Париж – идеальное место для любви, для любых её проявлений, в том числе и для любви ушедшей. Счастливую любовь здесь распаляет всё: город продуман и поддерживает свою репутацию главного любовника в мире. Буржуазную любовь поддержат лавочки в регулярных парках и интерьерные лавки, трагическая найдёт себя на ночных вокзалах и мостах, богемная и спрашивать не будет, где её место: она пристроится везде – всем видам любви найдётся место и время под крышами Парижа!
Кроме ушедшей.
И тогда утратившие, потерявшие, проебавшие, предавшие любовь одинокие бывшие любовники выходят из-под своих крыш в город, как нежить из гробов.
Виски давно не видел его таким.
Наблюдая с охотничьим прищуром с высоты своей благополучной эмоциональной невовлеченности за потенциальной бархатноглазой косулей на тоненьких ножках, он искал и находил партнёрш, как и он сам, ничего от него не ждущих, кроме отличной ночи вдвоём. Ну или втроём. Сердцеедом он не был и ни от чьих мучений удовольствия не получал. Иногда его одноразовые подружки могли неожиданно перезвонить с предложением повторить, и тогда, аккуратно прозондировав, не надумала ли дама разыграть пылкие чувства, он мог согласиться – и ещё, и ещё раз. Секс сам по себе настолько прекрасен, что портить его «отношениями», всей этой смесью манипулятивных уловок для идиотов и тендерными животными инстинктами совершенно недопустимо. Для меня – а вы как знаете.

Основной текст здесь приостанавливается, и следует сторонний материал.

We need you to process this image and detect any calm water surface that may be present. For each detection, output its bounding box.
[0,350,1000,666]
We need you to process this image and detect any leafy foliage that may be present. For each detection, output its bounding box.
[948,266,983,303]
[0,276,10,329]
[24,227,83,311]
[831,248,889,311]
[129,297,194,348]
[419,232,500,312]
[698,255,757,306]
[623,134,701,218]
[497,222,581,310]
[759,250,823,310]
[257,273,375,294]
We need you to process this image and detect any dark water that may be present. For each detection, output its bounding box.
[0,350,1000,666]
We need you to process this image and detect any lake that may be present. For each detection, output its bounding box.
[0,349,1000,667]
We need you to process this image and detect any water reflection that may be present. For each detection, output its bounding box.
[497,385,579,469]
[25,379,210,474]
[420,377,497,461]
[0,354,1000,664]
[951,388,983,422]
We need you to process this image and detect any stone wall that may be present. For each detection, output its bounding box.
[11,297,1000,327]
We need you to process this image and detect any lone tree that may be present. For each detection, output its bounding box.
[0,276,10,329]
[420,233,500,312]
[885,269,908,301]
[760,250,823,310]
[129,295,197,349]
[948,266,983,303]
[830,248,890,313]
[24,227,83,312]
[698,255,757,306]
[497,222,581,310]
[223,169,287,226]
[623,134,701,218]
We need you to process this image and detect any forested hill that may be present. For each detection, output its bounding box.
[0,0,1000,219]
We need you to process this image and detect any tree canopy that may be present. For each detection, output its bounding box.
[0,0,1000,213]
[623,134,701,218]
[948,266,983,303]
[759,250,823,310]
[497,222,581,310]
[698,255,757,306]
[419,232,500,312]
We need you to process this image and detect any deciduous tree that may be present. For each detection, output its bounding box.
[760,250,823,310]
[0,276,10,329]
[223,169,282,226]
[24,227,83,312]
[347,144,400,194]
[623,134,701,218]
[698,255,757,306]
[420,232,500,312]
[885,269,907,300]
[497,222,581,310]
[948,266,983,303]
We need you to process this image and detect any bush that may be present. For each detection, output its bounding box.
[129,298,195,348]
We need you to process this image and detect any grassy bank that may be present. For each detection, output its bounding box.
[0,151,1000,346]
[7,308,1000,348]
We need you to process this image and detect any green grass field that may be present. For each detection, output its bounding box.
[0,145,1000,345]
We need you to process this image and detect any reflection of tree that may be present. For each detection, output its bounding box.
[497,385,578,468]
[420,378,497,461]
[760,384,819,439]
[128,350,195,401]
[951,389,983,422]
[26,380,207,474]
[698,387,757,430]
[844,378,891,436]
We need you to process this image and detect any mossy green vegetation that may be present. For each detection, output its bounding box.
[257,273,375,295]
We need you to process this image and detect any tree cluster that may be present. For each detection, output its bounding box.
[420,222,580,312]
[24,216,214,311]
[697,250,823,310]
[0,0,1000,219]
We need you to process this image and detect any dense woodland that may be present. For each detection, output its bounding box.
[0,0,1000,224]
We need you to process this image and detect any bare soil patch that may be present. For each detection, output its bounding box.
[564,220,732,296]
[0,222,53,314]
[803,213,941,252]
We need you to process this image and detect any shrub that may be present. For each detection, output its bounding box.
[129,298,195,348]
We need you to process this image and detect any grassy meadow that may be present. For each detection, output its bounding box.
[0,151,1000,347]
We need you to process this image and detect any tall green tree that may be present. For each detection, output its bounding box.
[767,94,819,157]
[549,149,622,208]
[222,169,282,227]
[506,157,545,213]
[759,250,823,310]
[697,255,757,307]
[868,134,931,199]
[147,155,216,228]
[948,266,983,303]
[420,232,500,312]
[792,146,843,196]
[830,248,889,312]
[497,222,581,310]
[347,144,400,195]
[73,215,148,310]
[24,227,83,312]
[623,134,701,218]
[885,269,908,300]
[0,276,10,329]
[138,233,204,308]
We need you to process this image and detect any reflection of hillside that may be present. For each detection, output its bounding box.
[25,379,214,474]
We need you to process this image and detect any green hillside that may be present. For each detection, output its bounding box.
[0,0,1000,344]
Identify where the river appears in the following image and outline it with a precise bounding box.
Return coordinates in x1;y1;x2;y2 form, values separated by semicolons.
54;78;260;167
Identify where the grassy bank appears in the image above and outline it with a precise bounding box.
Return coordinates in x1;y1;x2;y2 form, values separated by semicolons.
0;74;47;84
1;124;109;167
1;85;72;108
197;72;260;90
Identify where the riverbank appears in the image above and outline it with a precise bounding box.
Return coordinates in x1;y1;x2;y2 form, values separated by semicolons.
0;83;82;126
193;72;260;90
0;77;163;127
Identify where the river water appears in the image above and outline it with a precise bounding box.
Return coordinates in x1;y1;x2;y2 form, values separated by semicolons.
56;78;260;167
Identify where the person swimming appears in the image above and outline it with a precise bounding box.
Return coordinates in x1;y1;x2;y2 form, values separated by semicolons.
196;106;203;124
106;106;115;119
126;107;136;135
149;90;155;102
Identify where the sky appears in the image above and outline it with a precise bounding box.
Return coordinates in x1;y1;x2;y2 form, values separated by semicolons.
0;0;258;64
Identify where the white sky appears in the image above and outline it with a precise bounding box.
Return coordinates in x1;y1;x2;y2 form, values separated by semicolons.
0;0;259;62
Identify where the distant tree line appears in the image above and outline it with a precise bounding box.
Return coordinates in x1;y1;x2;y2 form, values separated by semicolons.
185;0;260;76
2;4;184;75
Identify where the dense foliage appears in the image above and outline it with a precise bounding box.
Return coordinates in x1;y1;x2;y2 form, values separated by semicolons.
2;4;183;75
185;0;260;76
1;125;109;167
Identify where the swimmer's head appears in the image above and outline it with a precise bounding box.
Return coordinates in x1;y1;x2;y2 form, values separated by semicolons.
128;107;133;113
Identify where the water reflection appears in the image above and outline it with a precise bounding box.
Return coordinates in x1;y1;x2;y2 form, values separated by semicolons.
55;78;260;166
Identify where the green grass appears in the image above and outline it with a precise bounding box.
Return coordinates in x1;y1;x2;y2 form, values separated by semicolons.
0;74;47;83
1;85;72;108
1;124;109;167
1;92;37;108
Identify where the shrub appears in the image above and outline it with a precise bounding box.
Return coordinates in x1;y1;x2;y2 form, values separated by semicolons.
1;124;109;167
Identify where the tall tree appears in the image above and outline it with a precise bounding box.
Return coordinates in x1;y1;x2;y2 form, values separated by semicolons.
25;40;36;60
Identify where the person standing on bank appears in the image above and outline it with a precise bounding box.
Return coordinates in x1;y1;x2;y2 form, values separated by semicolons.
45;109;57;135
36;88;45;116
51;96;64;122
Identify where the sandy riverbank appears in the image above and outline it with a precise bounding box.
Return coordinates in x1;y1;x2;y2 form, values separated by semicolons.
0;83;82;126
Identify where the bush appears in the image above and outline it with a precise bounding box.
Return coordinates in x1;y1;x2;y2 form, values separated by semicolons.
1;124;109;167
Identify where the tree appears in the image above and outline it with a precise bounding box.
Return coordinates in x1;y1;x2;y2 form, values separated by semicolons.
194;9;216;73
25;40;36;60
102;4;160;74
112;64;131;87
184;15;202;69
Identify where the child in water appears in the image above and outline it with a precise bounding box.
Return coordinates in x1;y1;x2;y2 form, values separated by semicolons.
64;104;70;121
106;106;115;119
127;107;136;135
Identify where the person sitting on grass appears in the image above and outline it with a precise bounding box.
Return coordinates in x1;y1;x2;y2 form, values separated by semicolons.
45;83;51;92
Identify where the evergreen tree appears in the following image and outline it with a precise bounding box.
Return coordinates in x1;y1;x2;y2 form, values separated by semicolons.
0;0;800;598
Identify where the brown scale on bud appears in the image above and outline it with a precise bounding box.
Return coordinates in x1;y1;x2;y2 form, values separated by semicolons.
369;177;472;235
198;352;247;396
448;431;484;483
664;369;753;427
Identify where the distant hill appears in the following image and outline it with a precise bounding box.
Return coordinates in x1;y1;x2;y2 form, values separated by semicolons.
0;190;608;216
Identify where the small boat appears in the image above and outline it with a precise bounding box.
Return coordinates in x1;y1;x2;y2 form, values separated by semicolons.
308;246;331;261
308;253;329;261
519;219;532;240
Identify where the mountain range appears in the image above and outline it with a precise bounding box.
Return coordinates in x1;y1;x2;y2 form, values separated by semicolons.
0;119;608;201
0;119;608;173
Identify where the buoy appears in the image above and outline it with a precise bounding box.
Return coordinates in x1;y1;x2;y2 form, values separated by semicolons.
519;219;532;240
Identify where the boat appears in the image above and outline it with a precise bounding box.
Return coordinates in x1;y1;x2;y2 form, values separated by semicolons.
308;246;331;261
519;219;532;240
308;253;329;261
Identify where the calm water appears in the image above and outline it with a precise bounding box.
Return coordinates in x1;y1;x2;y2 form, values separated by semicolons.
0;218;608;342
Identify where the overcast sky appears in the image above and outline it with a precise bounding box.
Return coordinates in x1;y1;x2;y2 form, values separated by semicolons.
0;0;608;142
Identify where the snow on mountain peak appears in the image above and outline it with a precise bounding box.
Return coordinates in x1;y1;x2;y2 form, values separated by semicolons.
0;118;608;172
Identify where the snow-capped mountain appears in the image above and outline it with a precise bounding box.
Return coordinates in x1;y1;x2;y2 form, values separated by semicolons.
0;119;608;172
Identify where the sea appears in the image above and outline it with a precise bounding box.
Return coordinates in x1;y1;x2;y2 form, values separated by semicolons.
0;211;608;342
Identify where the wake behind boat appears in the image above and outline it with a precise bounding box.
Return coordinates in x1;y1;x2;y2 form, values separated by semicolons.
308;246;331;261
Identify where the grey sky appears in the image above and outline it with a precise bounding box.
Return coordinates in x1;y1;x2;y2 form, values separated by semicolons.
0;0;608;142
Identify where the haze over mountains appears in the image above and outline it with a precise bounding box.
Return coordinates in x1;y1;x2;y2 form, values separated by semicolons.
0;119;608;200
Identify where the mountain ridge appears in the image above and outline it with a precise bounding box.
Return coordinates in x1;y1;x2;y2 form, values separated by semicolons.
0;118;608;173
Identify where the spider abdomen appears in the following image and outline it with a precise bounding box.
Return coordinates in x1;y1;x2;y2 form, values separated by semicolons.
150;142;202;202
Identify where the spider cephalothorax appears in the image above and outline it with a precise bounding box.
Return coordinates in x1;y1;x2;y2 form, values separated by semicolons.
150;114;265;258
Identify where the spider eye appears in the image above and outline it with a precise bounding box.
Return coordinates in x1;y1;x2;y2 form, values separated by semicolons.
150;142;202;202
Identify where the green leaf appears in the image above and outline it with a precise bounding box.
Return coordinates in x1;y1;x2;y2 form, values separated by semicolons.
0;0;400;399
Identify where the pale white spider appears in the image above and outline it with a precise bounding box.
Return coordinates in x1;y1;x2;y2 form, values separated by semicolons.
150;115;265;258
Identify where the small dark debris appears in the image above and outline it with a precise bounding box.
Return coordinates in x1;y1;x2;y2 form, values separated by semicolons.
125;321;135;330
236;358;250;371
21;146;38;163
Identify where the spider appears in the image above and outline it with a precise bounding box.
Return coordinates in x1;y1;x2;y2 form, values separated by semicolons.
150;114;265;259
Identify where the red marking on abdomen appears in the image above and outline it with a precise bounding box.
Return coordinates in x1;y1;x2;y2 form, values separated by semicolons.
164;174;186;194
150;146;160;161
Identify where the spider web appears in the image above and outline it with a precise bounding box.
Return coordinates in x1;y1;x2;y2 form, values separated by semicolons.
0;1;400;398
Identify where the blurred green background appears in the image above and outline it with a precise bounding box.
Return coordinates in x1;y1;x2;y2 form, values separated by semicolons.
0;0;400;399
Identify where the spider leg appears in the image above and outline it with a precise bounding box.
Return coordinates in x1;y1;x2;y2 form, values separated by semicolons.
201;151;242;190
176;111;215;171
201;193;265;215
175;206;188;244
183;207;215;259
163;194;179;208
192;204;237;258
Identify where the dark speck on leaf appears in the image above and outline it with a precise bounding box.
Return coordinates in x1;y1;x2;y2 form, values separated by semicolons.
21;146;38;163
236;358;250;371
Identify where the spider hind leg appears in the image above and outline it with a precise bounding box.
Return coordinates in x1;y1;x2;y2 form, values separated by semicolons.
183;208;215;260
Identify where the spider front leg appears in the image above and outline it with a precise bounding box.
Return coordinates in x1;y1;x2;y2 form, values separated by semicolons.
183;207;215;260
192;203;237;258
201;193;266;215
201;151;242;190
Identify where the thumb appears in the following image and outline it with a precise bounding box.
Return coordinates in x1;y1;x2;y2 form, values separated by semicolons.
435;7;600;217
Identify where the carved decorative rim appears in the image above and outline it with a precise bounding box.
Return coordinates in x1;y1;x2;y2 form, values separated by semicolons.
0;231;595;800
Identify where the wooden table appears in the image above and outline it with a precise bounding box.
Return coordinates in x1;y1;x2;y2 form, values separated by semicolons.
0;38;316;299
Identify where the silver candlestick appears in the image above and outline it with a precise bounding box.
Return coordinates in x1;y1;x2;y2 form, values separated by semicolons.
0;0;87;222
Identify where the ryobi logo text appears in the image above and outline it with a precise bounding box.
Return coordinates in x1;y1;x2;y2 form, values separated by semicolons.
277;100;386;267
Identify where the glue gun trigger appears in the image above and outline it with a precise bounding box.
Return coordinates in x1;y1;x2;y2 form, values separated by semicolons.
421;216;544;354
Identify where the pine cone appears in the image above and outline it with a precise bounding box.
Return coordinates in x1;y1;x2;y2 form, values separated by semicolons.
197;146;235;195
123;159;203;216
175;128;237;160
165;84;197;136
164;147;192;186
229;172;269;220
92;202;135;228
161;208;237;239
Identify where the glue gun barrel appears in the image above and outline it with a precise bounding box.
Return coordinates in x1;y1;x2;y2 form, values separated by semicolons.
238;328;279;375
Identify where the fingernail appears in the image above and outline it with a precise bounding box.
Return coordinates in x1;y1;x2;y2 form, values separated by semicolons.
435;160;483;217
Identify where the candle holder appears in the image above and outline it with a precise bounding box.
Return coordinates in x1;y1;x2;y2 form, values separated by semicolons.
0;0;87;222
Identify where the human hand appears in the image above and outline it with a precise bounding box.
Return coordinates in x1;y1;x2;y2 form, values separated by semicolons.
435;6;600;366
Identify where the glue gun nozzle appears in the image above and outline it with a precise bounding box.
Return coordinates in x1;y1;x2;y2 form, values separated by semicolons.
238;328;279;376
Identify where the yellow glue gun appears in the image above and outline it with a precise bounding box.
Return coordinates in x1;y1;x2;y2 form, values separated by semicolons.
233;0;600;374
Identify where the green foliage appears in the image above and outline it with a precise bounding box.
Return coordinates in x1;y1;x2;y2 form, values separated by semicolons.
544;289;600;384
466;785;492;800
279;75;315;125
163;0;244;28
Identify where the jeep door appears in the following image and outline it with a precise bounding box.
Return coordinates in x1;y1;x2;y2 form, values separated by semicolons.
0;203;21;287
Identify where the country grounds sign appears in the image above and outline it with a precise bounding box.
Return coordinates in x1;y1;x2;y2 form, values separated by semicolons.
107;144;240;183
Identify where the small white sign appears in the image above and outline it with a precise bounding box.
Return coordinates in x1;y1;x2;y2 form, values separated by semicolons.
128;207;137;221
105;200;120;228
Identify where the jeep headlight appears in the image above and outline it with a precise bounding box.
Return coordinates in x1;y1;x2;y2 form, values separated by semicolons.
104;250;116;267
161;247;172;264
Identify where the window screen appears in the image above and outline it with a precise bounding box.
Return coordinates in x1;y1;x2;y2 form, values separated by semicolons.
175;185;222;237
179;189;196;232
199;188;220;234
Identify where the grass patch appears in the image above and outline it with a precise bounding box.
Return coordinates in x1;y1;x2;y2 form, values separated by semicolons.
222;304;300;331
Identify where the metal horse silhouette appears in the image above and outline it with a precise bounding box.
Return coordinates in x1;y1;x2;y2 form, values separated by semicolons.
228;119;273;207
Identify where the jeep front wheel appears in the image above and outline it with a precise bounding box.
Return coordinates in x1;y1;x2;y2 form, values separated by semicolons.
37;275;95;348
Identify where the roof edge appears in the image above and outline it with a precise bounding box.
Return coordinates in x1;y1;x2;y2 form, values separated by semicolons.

Поэтому, надравшись, он не стал откладывать дело в долгий ящик и позвонил одной из таких старых подруг по отличному техничному сексу.
Она была рада его слышать, хоть и ответила только на четвёртый звонок, сообщила, что сию минуту занята, как ты сам, наверное, понимаешь, с другим, и вообще лучше договариваться заранее. Хотя бы за пару недель. Но, услышав мычание в ответ, пообещала приехать завтра.
Виски, подстреленным лосем пробежавший от рюмочной до рюмочной несколько аррондисманов, решил теперь не торопясь прогуляться обратно до дома.
И совершенно другой город вдруг открыл ему свою душу: в вечерних кафе сидели покинутые женщины, натужно хохочущие в попытке зацепиться за действительность или, наоборот, молча провалившиеся на дно самих себя; на бледных лицах следом от выстрела горит сжатый рот, и невидящие глаза смотрят в пустоту перед собой. Мимо него шли в свои пустые жилища опустившиеся мужчины, на лбах которых горело «меня никто не любит, а мама умерла!». Во дворе с распахнутыми воротами дремал в инвалидной коляске забытый внуком старик с пледом на коленях. За столиком на улице очень юная мама с досадой и жалостью отчаянно смотрела на своего ребёнка, нетерпеливо запихивая в слюнявый ротик маленькие кусочки торта. На остановке автобуса полубезумная старая мадам с выкрашенным в цвет йода пухом на голове двусмысленно лизала мороженое и ловила отводимые взгляды прохожих.
И повсюду из темноты светились лица, искажённые чувствами: ещё надежды или уже отчаяния, склонённые над экранами телефонов и планшетов и подсвеченные ими. Как если бы всех «читающих послания» мировой живописи переписали в сегодняшнем дне.